Can this event hurt me?
Can I prevent it?
can I sacrifice something to counter the effect? (Sac to Fallen Angel to avoid control magic for example.)
can I cast a spell which nullifies the effect? (Giant growth vs Lightning Bolt on a creature.)
can I counter the spell (if it is a spell) or ability (if it is an ability?

I know these are hard questions to answer and obviously the game isnt going to be always able to answer them correctly. But an attempt to do so is better than no attempt...Shandalar does try to some extent, though it is weak. Very occasionally playing that game I found myself surprised by a move the computer made (not counting the weirdnesses that let it do some very odd things indeed.)

Im confident that mtgrares will eventually figure out the answers to some of these questions as he loves the game and loves programming. I hope we can help him figure out how.

Anonymous said...

I feel almost positive the Shandalar AI had a "do a completely random move" routine, because that's the only way to explain some of its behavior... such as using Tawnos' Weaponry on one of my creatures for no reason whatsoever (it had literally no effect... neither deck had anything that cared about the power of that creature, it wasn't under threat of lethal damage, it wasn't even in combat).

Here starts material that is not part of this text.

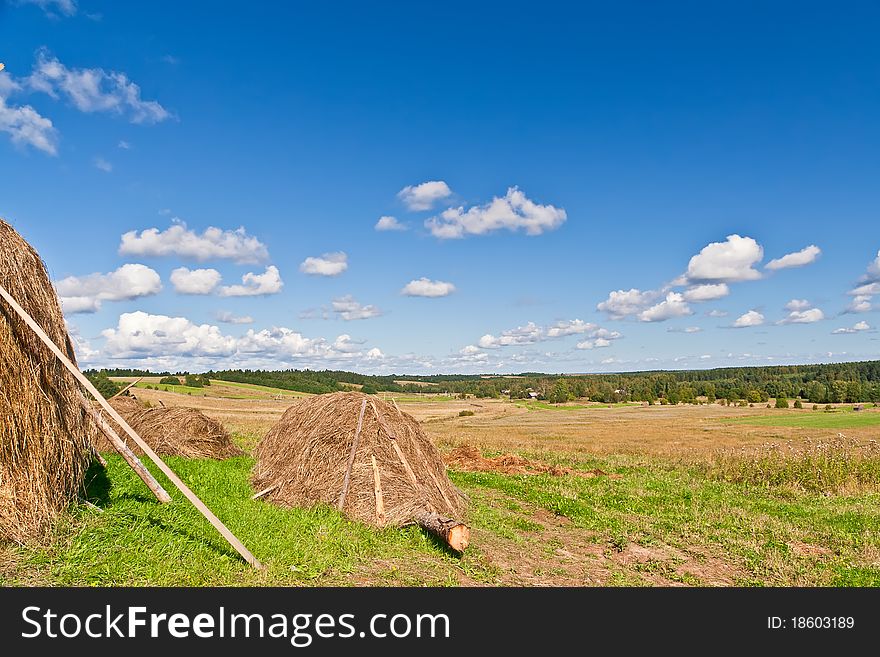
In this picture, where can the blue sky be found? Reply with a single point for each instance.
(574, 188)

On the plus side, making an AI using any of the aforementioned techniques would probably create one superior to the Shandalar AI, so we can take heart from that. ;)

Anonymous said...

Never played Shandalar, but I believe it had a limited set of cards and more than one programmer working on it.
The fact that the set of cards do not evolve allows for the kind of AI you're talking about, but for long term "add as much card as we can" systems such as MTG Forge, this becomes difficult.
For each new card you add, you have to update the AI, not only to take into account the new card, but how the AI should handle the OLD cards now that there is this possibility of this new card being in the game.

The five questions you think the AI should ask itself are, IMO, really difficult to solve, and need lot of extra information from the coder, for a result that will be, at best, acceptable.

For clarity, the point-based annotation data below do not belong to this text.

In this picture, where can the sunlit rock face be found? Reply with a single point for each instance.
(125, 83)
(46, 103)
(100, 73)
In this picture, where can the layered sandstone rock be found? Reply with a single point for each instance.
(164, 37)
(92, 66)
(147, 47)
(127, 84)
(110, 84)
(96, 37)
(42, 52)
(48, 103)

I'm not saying this is not a good idea, but I'm pretty sure that you (the player) will find the limits of such an AI after a few games.

Basically, you have to keep in mind that a computer does not think. The best AIs just try all possibilities and choose the best. That's called minimax, and it works.

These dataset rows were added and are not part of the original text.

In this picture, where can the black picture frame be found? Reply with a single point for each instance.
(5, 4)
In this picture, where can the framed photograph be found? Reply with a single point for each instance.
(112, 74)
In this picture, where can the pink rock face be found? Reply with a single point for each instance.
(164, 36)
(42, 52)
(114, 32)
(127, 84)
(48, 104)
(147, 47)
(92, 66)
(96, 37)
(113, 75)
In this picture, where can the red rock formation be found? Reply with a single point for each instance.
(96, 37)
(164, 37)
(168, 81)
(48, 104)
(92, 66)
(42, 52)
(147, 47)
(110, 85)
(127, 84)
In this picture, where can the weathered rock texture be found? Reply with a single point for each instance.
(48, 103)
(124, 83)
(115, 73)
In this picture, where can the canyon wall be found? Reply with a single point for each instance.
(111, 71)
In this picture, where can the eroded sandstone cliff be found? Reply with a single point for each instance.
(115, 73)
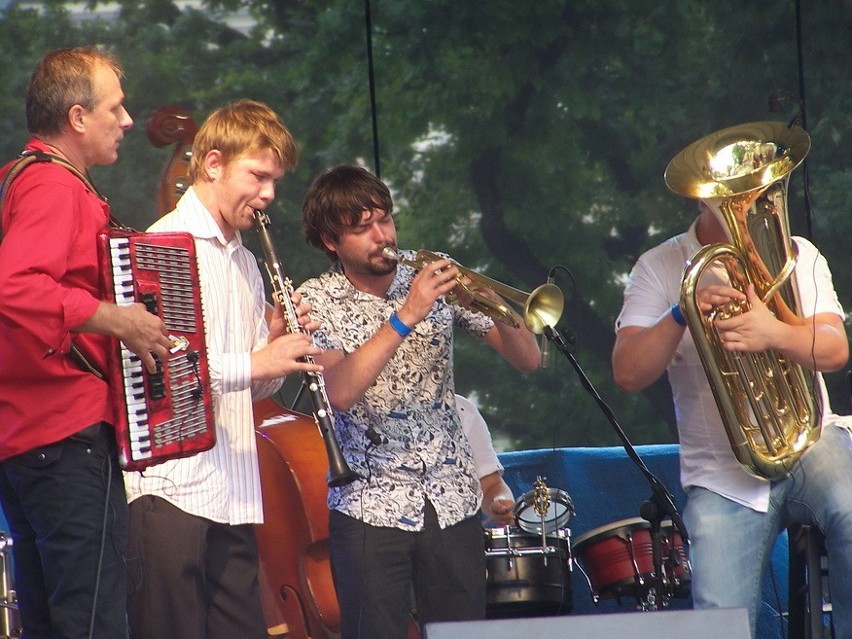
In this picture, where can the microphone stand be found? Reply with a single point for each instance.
(660, 504)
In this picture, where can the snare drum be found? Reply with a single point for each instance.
(525, 578)
(559, 512)
(618, 560)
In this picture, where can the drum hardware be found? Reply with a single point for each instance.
(524, 578)
(617, 562)
(543, 510)
(528, 566)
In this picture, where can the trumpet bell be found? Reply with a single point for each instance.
(543, 307)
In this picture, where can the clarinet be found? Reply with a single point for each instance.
(282, 289)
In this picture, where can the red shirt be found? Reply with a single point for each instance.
(49, 282)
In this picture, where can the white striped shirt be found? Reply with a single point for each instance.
(222, 484)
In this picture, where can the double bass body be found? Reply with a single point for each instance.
(296, 585)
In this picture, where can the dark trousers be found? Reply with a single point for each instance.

Gando the Wandering Fool said...

Willow you havent said anything I disagree with though I might quibble with your syntax :)

Forge said...

My blogs about the AI always gets the most number of comments. Thanks for everyone input. Basically we all know that writing any AI is hard and writing a good AI is extra hard.

Thanks for the general praise also. Magic is fun and MTG Forge is fun.

Forge said...

Hopefully version 2 with have a some version of alpha-beta pruning. The hard part is making actions "undo-able" so that the AI can look ahead and then reset the game state.

Anonymous said...

good luck, I wanted to add an undo feature to my code, but currently that would take too much time and it wouldn't be that fun... so I gave up and will go with a basic stupid AI for the moment.

Forge said...

Well in order to use a search algorithm for the AI like alpha-beta pruning you have to have an "undo."

Silly Freak said...

what the deck works like is maybe hard... that's 60 cards to "think of" at the same time. I hope that something like "i have 60 life, so test of endurance would be good now." is possible.
test of endurance is an enchantment that only has a triggered ability, so it doesn't really do anything to the board what i think is easily spotted by the AI.

maybe doran is similar. you can say he's a 5/5 or so, but it's not so easy to see for the AI. say you evaluate the board by summing the power of creatures. this makes your results very odd. the right way would be to sum up the "potential combat damage", which may be tricky.

generally, effects that change the rules in an unusual way are tricky to evaluate, because the evaluation function relies on "expert knowledge". and minimax helps only when you either play games to the end (very consumptive) or evaluate the state after a few iterations to see what the best move is.